I spent the last week with two of my friends from the “Beat Generation”, Jack Kerouac, “On The Road” and Allen Ginsberg, “Howl”. 
From Wikipedia:
“Author Jack Kerouac introduced the phrase “Beat Generation” in 1948, generalizing from his social circle to characterize the underground, anti-conformist youth gathering in New York at that time”
They employ a writing style known as ‘stream of consciousness”.  From Wikipedia:
“In literary criticism, “stream of consciousness” is a literary technique that seeks to portray an individuals point of view by giving the written equivalent of the character’s thought processes, either in a loose interior monologue, or in connection to his or her sensory reactions to external occurrences.”
To me that means you feel the thought, you write it down.  No days or weeks, or months, searching for the perfect word – first word, best word.

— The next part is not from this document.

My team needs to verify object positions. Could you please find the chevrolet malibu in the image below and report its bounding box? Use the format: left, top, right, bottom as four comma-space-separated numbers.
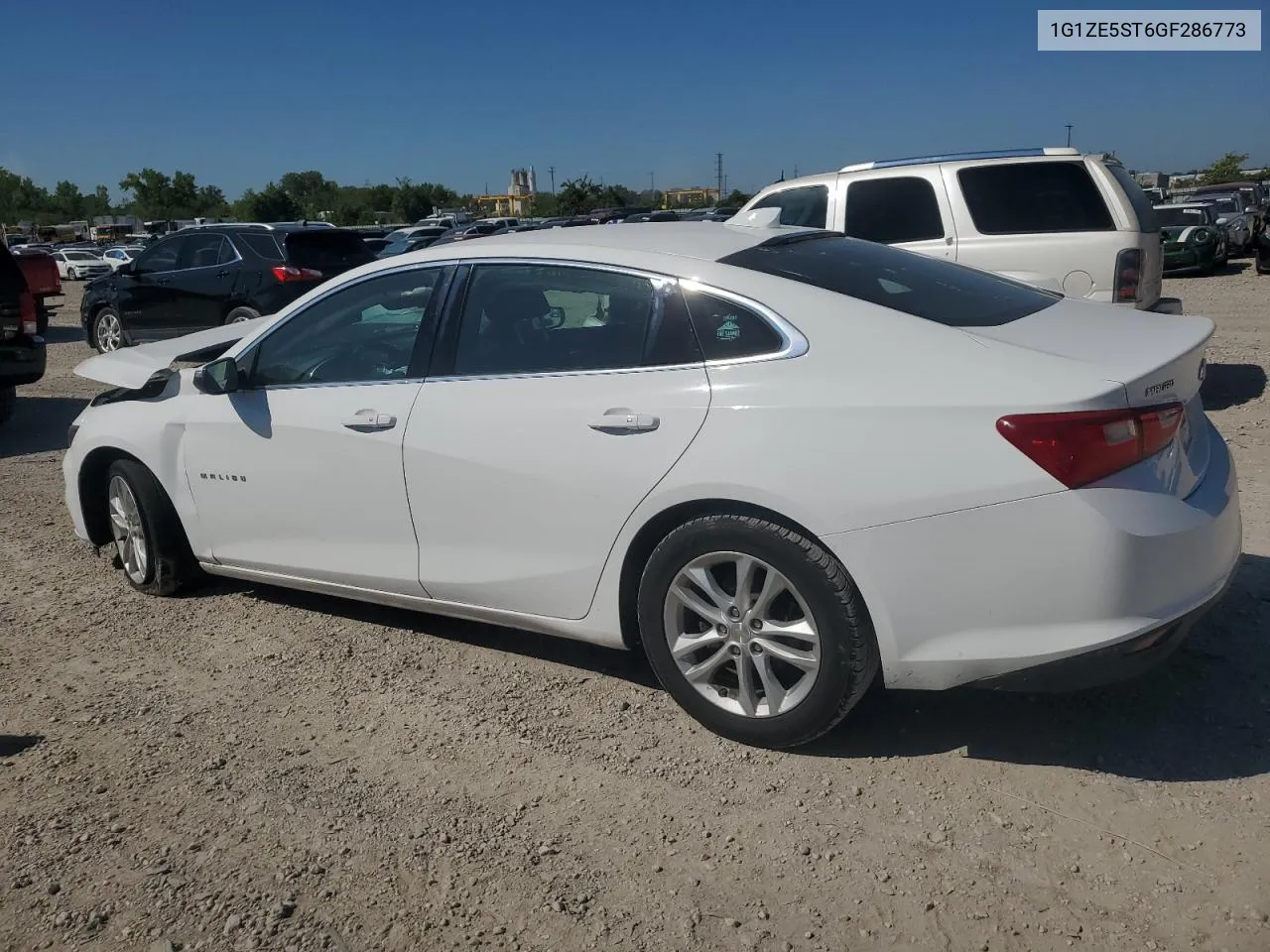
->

I can recommend to anyone that you go to your local library and get a copy of  “One The Road”.  After a few paragraphs you will quickly know if you will enjoy the book or hate it.
Howl on the other hand is a much more challenging read because it is a tortured tale with some “obscene” passages that speak to gay love.  In the introduction to “Howl” William Carlos Williams wrote:
“Poets are damned but they are not blind, they see with the eyes of angels.  This poet sees through and all around the horrors he partakes of in the very intimate details of his poem.  He avoids nothing but experiences it to the hilt.” 
“Hold back the edges of your gowns, Ladies, we are going through Hell.”
The first and last lines of Howl will give you a view of Ginsberg’s hell:
“I saw the best minds of my generation destroyed by madness, starving, hysterical naked”
“with the absolute heart of the poem of life butchered out of their bodies good to eat a thousand years”
Howl is clearly not for someone who is not prepared for a trip thorough hell.
The other thing about Howl is that it is considered by many to be obscene.  Copies of the book were seized by US Customs when they arrived from England.  The American publisher was arrested and charged with disseminating obscene literature.  The courts however ruled that it was not obscene because it had “redeeming social significance”  Howl is still banned from public libraries in some parts of the US.
The only words I consider obscene are those which direct hateful thoughts, or encourage hateful actions, towards another person.  For me war is a more obscene word then F—.
1. Can you think of a phrase in any book that just jumped off the pages and give you that “oh wow” moment.
2. What is your definition of an obscene word?
3. Should any books be banned from public libraries?